The sweet and tender portion of the show lasted one song. They finished up “Into My Arms” and then tore into the most recent single from Dig, Lazarus, Dig!!!, “Midnight Man”. I’m a fan of the song, but it sort of paled in comparison to the next two songs played, both of which were released as singles in the late 80s. The first of these two was “The Mercy Seat”; the second was “Deanna”. I was particularly fond of “Deanna”. It’s almost poppy. Of course, it features lyrics like these:
We discuss the murder plan
We discuss murder and the murder act
Murder takes the wheel of your Cadillac
And death climbs in the back
Still, it sounds poppy.
Nick Cave & the Bad Seeds revisited their most recent album with “Moonland”, and then followed it with one of my personal highlights from the evening, “The Ship Song”. I have it on The Best of Nick Cave & the Bad Seeds compilation, but I haven’t listened to that CD in a long time, so it was only slightly familiar to me.
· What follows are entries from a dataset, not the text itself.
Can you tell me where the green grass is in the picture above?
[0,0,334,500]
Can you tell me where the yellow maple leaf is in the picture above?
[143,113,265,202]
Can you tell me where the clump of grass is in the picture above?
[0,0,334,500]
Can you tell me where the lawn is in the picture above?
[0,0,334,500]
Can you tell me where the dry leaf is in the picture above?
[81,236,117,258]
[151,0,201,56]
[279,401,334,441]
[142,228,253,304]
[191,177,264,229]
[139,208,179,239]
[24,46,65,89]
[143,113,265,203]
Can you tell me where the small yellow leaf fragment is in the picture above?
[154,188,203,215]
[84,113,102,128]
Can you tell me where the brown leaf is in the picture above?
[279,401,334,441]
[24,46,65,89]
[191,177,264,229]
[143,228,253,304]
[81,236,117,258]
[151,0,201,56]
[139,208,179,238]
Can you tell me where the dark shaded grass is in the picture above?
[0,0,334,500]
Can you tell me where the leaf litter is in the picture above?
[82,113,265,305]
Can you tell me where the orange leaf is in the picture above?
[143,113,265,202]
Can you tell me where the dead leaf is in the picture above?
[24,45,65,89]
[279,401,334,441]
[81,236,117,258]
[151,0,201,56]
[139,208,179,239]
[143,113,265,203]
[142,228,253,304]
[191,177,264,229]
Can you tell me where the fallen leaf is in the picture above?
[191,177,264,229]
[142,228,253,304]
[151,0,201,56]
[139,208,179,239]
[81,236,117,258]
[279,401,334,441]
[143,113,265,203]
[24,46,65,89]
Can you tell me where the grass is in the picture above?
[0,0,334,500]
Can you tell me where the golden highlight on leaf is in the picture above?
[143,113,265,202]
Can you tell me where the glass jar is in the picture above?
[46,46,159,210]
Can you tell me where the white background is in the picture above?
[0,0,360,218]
It’s a beautiful song, though. It’s incredible what Nick Cave can do with a ballad.
Of course, the Bad Seeds will only hold back for so long. They didn’t overwhelm “The Ship Song” like they did with “Into My Arms”, but I could tell they wanted to rock out. That’s exactly what they did on the next song, the hands down highlight of the night, “We Call Upon the Author”. This one was all about Warren Ellis. Every time Nick Cave sang the line, “Prolix, prolix, nothing a pair of scissors can’t fix,” Warren hit up some crazy instrument that broke everything down and started spitting out beats. Yes, beats! At a Nick Cave concert! The lights also went crazy during the breakdown. It was flat-out wild. Years from now when I think back on this concert, I’m going to remember “We Call Upon the Author”.
(Oh yeah, I forgot to mention that Warren Ellis spent much of “We Call Upon the Author” humping the air and the floor and anything anywhere near his pelvis. Have you ever seen a man with a foot long beard and a fancy suit air humping? It’s a sight to see, I’ll tell you that.)
As often happens for me, my personal highlights are usually followed by my personal “lowlights”. The next song was “Papa Won’t Leave You, Henry” from 1992’s Henry’s Dream. I wasn’t familiar with the song and don’t think I’ll bother tracking it down. It didn’t do anything for me. It was followed by another song I didn’t know. It was called “Hard On For Love” and was originally released on a 1986 EP called Your Funeral…My Trial. I’m definitely going to need a copy of that one. I really want to sing along with these lyrics:
But they can stone me with stones I don’t care
Just as long as I can get to kiss
Those gypsy lips! Gypsy lips!
My aim is to hit this Miss
And I’m moving in (I’m moving in)
Coming at her like Lazarus from above
Hard on for love hard on for love
Speaking of the deliciously vulgar, the show ended with a rude and crude version of “Stagger Lee”. How rude and crude? Well, it featured the word “motherfucker” at least 8 times. Ah Nick Cave, you’re my hero.
As always, here’s the setlist for your perusal:
Setlist: Night of the Lotus Eaters/Dig, Lazarus, Dig!!!/Tupelo/Red Right Hand/Into My Arms/Midnight Man/The Mercy Seat/Deanna/Moonland/The Ship Song/We Call Upon the Author/Papa Won’t Leave You, Henry/Hard On For Love/Stagger Lee
As I mentioned at the beginning of this long, rambling review, it’s time to update my Top Ten Concerts to See list. Now that I think about it, I’m not sure I’m really going to bother with it anymore. Sure, there are still musicians I haven’t seen that I’d like to see, but what’s the point? None of them are going to be able to complete with the intensity of the Nick Cave & the Bad Seeds live experience. Even if I were able to find a performer that could compete with Nick Cave, I seriously doubt they’d bring such high quality openers as Cat Power and Spiritualized. Why bother?
Oh crap, it just occurred to me that I wrote my entire review without once using the words “fire & brimstone”.